Parents key to reading skills

According to a recent study done at Boston College, not only are Canadians leading the way in reading comprehension, and they have their parents to thank.

The Progress in International Reading Literacy Study, or PIRLS, which was released in December, showed that students in Ontario, Alberta, Nova Scotia and British Columbia were amongst the best readers within the 40 countries studied.

“Canadian students as a whole fared quite well,” said Pierre Foy, the Director of sampling and data analysis and one of the researchers at Boston College. “Amongst the five participating provinces, four of them were near the top and [only] Quebec was lacking behind.”

The study looked at fourth grade students from a variety of backgrounds, and included private, catholic and other religious and language based schools in the country. The organization gathered a collection of experts from around the world to help evaluate the students, and it was then that they decided that the fourth graders were the ideal subjects.

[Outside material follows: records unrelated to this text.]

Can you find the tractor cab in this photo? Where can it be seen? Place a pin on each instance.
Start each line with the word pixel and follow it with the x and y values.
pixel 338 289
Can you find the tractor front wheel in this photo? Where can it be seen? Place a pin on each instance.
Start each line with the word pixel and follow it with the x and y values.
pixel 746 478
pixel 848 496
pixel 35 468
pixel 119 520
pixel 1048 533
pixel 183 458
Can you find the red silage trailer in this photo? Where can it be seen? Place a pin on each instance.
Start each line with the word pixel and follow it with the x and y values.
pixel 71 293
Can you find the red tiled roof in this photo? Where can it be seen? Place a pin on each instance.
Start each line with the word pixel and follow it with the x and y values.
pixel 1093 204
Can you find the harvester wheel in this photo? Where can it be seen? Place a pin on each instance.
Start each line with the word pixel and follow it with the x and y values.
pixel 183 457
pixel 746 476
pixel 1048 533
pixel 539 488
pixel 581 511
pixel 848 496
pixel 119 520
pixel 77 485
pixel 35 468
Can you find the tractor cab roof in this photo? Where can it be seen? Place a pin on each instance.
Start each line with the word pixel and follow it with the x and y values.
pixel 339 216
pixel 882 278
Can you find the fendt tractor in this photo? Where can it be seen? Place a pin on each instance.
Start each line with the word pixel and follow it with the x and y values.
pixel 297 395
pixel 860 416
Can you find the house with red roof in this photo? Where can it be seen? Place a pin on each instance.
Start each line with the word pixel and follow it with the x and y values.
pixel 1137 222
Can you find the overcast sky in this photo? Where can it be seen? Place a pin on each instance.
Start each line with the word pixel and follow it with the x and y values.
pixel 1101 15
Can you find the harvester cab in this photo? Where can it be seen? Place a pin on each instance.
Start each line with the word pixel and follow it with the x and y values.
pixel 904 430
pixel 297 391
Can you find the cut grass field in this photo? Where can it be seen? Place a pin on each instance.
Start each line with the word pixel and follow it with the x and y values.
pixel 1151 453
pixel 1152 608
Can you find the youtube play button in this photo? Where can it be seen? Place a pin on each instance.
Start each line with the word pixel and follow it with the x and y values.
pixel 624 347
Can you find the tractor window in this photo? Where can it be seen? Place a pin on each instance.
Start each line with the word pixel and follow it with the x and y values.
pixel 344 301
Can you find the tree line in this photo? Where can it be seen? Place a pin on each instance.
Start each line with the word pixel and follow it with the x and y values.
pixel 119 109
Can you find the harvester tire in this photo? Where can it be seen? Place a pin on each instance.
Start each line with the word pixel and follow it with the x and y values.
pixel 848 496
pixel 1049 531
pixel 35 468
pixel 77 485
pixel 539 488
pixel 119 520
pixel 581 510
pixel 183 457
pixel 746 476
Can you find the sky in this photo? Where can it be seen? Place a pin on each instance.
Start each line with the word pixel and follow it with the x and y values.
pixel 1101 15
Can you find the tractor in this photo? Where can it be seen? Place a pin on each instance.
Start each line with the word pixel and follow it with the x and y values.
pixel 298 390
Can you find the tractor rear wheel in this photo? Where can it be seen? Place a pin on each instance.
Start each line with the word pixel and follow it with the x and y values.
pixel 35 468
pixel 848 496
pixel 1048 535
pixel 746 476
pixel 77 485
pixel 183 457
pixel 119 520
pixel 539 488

“Education relies heavily on children being able to read to then move on to learn all the other subjects,” Foy explained. “At this point children have learned the basic skills for reading and are ready to move on to use the reading skills in learning other subjects.

“As we like to say they're transitioning from learning to read to reading to learn.”

The study, Foy explained, is done in the hopes that the research will be taken into consideration by the respective governments, the public as well as other researchers will continue their work.

“We generally produce relatively straight forward statistics that hint at the kind of relationships between background information and achievement,” Foy continued. “And it's our hope that people then use the database to expand in that secondary analysis.”

But it wasn't Canada's results that were surprising, it was the influence the parents had on their student.

The questions were not only directed towards the students however, as all teachers, school directors and parents were all questioned about what goes on at home, how reading is taught in schools and how educational resources are allocated.

“The most striking result is how influential what goes on in the home is, especially before children enter school,” said Foy. “For example, parent's who say that they've shown the alphabet, numbers, read to them, done bed time stories, all before going to school- their children seem to do far better than when that doesn't happen.”